As Bayham said, "We simply can't duplicate that in the classroom."
That's because the field school "classroom," those vast tracks of public and private lands available for research, reads like a who's who of archaeological sites.
There's Tommy Tucker cave, called a Lassen One site because it was discovered early in California archaeology, and is distinguished as the first documented site in Lassen County. Students from previous years analyzed late prehistoric material from here, such as deer, pronghorn, and bighorn sheep bones.
Another classic site, King's Dog, was excavated by well-known archaeologist James O'Connell from the University of Utah.
"From the bone material recovered there," Bayham said, "O'Connell built an argument regarding the settlement of the Western Great Basin.
Karlo, another classic site, was excavated in the 50s and is one of the few open-air archaeological sites from prehistoric California, occupied nearly 3,000 years ago. Five years ago, the school extracted material from this site, and by redoing the faunal (bone) analysis, "added to the picture of settlement and subsistence for the region," Bayham noted.
"So that's one of the reasons we take a look at King's Dog, to see how it compares with Karlo," he said. Karlo mirrors his own interest and expertise -- finding patterns in evolutionary ecology from prehistory.
These patterns help Bayham put bone material "not just in a dietary context," as he explained it, "but show what the animals meant to individuals from different groups, and how they competed over them. It's a window to past social dynamics.
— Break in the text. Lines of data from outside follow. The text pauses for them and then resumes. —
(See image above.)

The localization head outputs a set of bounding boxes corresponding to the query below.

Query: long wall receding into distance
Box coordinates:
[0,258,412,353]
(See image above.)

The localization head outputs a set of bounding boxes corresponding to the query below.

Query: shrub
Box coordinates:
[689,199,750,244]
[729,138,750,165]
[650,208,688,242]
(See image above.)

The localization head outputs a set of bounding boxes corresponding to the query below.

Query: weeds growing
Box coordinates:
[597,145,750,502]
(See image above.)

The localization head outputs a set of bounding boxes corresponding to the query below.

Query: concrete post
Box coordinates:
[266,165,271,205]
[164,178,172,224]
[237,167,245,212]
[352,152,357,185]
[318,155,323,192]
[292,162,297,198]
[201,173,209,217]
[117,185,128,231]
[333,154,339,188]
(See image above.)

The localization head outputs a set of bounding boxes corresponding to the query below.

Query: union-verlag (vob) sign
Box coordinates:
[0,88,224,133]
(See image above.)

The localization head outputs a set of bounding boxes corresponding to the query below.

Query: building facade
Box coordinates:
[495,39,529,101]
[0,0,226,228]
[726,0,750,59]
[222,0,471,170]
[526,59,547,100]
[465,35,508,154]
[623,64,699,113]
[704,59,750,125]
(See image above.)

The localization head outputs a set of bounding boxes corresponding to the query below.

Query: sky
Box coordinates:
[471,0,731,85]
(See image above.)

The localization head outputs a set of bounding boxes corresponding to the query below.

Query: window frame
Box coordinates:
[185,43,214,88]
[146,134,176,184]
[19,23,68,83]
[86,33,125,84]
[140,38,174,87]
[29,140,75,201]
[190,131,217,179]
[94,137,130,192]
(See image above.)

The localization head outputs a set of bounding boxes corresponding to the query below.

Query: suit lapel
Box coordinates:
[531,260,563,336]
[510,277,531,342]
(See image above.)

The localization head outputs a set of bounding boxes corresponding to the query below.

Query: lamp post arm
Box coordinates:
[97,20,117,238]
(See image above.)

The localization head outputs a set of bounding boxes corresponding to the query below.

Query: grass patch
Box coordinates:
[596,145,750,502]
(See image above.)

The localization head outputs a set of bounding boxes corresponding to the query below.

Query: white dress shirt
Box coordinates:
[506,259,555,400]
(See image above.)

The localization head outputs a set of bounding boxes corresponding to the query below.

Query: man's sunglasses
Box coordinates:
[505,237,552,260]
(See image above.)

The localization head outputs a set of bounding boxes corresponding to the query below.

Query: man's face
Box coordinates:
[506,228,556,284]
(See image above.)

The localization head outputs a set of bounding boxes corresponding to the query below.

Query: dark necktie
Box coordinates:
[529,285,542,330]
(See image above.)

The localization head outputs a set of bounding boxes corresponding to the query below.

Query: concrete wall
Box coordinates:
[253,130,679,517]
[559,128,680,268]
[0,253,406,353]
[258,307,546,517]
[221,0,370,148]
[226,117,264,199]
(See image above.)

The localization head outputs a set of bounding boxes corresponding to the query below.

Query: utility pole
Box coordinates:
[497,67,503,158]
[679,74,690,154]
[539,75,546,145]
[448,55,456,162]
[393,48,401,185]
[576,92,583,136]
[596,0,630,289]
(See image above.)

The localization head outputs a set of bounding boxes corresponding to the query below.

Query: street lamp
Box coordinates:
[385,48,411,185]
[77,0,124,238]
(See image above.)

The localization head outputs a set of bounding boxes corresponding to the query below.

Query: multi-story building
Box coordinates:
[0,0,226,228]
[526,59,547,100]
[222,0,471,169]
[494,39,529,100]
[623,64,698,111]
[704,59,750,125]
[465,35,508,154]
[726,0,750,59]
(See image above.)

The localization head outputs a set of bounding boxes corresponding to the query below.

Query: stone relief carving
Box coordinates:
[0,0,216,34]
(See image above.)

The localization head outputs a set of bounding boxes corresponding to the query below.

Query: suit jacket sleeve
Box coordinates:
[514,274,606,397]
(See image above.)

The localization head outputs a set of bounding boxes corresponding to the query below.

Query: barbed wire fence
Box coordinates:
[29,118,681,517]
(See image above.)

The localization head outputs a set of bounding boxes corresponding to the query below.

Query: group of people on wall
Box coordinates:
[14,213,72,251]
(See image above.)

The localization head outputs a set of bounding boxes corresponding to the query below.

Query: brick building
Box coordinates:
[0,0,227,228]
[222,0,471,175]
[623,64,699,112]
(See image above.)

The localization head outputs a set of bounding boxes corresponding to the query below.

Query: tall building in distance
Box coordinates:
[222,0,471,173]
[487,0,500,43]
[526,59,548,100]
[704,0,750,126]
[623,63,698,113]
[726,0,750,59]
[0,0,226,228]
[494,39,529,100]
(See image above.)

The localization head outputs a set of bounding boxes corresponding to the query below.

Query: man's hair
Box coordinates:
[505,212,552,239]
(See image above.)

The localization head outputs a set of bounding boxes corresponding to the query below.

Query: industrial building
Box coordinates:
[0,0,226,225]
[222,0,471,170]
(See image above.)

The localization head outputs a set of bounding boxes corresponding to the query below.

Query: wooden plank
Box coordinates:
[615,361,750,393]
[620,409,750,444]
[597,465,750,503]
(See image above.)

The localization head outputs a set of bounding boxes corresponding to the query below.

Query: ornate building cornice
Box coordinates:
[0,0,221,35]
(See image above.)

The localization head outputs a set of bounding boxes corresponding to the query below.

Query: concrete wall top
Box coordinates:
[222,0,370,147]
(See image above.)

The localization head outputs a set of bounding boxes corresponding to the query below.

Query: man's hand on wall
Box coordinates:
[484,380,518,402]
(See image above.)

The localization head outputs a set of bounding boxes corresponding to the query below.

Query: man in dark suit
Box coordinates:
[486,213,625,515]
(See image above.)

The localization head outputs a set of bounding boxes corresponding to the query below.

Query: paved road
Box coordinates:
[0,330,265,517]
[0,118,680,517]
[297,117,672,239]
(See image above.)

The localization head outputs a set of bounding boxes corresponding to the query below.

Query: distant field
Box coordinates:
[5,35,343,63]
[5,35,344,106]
That's the key."
In addition to such classic sites, the field school travels to archaeological projects on the Tuscarora Pipeline and Alturas Powerline, what Bayham called "recent, big-money archaeological projects," that put the older sites in context.
"Basically through these excursions," said Bayham, "students see the whole spectrum of the kinds of sites that animal material comes from."
And this is only from the archaeological angle.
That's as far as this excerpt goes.